A primer on DCSync attack and detection
Updated: Feb 2
Hello All,
Active directory is a backbone of almost all the organizations. It helps the IT team to manage the systems, users, policies etc, centrally across the complete network. Since it is integral part of the organization, it open's multiple opportunity for the attackers to leverage the features of active directory and abuse them for malicious intent. We will look at one such feature known as Active Directory Replication in this post.
In this post we will look at few approach that we can use to detect the DCSync attack and gain understand about the attack. DCSync attack and detection is already explained by Sean Metcalf & Will Schroeder in their blog post.

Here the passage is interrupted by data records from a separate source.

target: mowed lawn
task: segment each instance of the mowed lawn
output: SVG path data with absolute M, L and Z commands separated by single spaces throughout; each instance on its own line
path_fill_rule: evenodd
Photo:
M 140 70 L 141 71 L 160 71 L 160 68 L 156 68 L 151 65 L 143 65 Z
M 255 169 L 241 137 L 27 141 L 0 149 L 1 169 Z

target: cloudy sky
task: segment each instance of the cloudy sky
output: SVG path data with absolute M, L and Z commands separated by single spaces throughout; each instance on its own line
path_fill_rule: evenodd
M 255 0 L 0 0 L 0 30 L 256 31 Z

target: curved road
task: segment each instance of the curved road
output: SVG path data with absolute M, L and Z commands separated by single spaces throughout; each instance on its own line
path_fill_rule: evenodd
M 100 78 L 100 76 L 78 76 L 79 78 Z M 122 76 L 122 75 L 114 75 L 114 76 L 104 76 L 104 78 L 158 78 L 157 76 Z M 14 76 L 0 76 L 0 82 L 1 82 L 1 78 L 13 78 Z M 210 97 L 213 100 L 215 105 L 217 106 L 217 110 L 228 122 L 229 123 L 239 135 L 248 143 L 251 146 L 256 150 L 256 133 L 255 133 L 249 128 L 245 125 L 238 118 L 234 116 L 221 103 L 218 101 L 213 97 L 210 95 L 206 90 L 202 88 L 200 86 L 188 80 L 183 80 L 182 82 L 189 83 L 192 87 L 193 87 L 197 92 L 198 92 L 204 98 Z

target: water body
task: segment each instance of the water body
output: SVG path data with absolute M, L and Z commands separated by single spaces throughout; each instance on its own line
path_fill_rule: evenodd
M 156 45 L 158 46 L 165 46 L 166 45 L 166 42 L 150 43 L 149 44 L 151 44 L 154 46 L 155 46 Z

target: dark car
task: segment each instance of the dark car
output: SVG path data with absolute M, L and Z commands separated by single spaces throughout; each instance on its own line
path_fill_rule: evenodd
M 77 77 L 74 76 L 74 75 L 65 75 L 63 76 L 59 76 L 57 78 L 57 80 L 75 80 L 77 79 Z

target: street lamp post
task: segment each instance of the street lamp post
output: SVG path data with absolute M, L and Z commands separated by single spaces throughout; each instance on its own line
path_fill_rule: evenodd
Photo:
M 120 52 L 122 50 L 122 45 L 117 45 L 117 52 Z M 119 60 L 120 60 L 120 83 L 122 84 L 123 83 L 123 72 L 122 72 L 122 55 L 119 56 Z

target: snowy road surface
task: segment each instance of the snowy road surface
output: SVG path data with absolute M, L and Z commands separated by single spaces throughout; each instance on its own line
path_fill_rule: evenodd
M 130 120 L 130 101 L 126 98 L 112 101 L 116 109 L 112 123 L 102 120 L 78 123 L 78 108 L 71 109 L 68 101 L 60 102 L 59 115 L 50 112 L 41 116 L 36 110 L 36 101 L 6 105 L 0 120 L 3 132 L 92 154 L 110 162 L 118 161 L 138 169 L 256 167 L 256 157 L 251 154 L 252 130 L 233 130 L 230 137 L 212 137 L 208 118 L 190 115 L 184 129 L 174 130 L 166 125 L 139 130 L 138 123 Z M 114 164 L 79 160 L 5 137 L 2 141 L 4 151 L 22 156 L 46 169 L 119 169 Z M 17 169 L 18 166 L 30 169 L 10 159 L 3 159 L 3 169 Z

About Active Directory Replication
Domain Controllers (DC) are the pillars of Active Directory (AD) environment. Organizations often have multiple Domain Controllers for it's Active Directory as a backup or they have different Domain Controllers for each location so that the authentication and other policies can be made available locally on the site location. Now as there are multiple Domain Controllers in the organization it is important that every Domain Controller is aware of every changes made in the environment. This changes are sync with each Domain Controller via Microsoft Directory Replication Service Remote Protocol (MS-DRSR). AD uses several counters and tables to ensure that every DC has the most current information for each attribute and object and to prevent any endless replication loops. AD uses naming contexts (NCs), also known as directory partitions, to segment replication. Every forest has a minimum of three NCs: the domain NC, the configuration NC, and the schema NC. AD also supports special NCs, often known as application partitions or non-domain naming contexts (NDNCs). DNS uses NDNCs (e.g., DomainDnsZones, ForestDnsZones). Each NC or NDNC replicates independently of one another.
About DCSync Attack
DCSync is a technique used to extract credentials from the Domain Controllers. In this we mimic a Domain Controller and leverage the (MS-DRSR) protocol and request for replication using GetNCChanges function. In response to this the Domain Controller will return the replication data that includes password hashes. This technique was added in Mimikatz tool in August 2015 by Benjamin Delpy and Vincent Le Toux.
To perform DCSync attack we need the following rights on the Domain Object:
1) Replicating Directory Changes (DS-Replication-Get-Changes)
2) Replicating Directory Changes All (DS-Replication-Get-Changes-All)
3) Replicating Directory Changes In Filtered Set (DS-Replication-Get-Changes-In-Filtered-Set) (this one isn’t always needed but we can add it just in case)
Generally members of Administrators, Domain Admins, or Enterprise Admins as well as Domain Controller computer accounts by default have the above rights.
DCSync Attack Scenario
We will look at 2 Scenarios in this blog post:
Note: There can be many more scenario that you can think of to perform DCSync attack.
1) We assume that we have User account hash that is the member of Domain Admins group
2) We assume that we have User credentials that has WriteDACL rights on the Domain Object
1) First Scenario
So let's assume that we have already compromised the user account that is the member of Domain Admins group. In our Lab we have a user named storagesvc that is a member of the Domain Admins group as we can see in the below screenshot.
So we can now perform the OverPass-The-Hash attack using Invoke-Mimikatz PowerShell script and start a new PowerShell console with the privileges of the storagesvc user.
In the New PowerShell console we can load the Invoke-Mimikatz PowerShell script and perform the DCSync attack.
As we can see in the above screenshot we were able to perform DCSync attack successfully and retrieve the KRBTGT account hash.
2) Second Scenario
So let's assume that we have already found the clear text credential of the user that has WriteDACL privileges on the Domain Object. In our Lab we have a user named sharepointmaster that has WriteDACL rights on the Domain Object as we can see in the below screenshot.
We will leverage the PowerView script to grant the DCSync rights to another user(adversary) that we own.
Note:- We can also grant DCSync rights to sharepointmaster user.
We will enumerate and confirm if adversary user has DCSync rights.